While the problem can’t be fixed overnight, vertically integrated denim manufacturer Soorty believes Pakistan is one untapped resource that could help mitigate the issue.
“One thing that sets Pakistan apart from the competition, like Turkey, China or Bangladesh, is [our] model of vertical corporations that allows us to have a unique alignment between all the upstream players and the market,” Asad Soorty, director at Soorty Enterprises, said in a fireside chat with Sourcing Journal’s features editor Kate Nishimura. “Additionally, what you’ll see in Pakistan are companies that have spinning mills, like Soorty does, that aren’t designed for profit but for development and to run multiple fibers at the same time, so we can achieve faster, speed[ier] innovations.”
Expanding its capabilities further, the denim manufacturer is investing heavily in the farming space with its Soorty Organic Cotton Initiative. Launched two years ago in partnership with WWF-Pakistan, the Department of Agriculture Extension, Balochistan and with support and input from the Laudes Foundation—which provides partners with philanthropic capital, expertise and connections—the program aims to bring organic farming practices and a better way of life to farmers in Pakistan’s Balochistan region. Additionally, the program was launched to improve 7,000 acres of land, helping to produce more than 17,000 metric tons of seed cotton and 6,000 metric tons of cotton lint by 2025.

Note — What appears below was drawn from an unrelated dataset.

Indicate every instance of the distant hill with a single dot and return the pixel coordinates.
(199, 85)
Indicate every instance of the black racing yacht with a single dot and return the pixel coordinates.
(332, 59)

“The project wouldn’t have been possible without the support of all our partners,” said Soorty. “It’s been so exciting for us to work in such an underdeveloped area and see the livelihoods of these farmers change right in front of our eyes.”
While the Karachi-based mill continues looking for ways to make its practices more sustainable and place Pakistan on the map as a solution to greenwashing, challenges lie ahead, including finding innovative ways to increase the percentage of mechanically recycled cotton in its product and designing it into circularity.
“There is always a tension between what’s commercially valuable and what is sustainable in design,” said Soorty. “For example, if you need a heavy bleach wash that will require chemicals that may not be considered circular. Similarly, certain fibers are not sustainable, but without them, the fabric won’t perform the way it’s meant to.”
Despite the challenges, Soorty still prevails. “We started the journey [to end greenwashing] and we’re looking to go to the end.”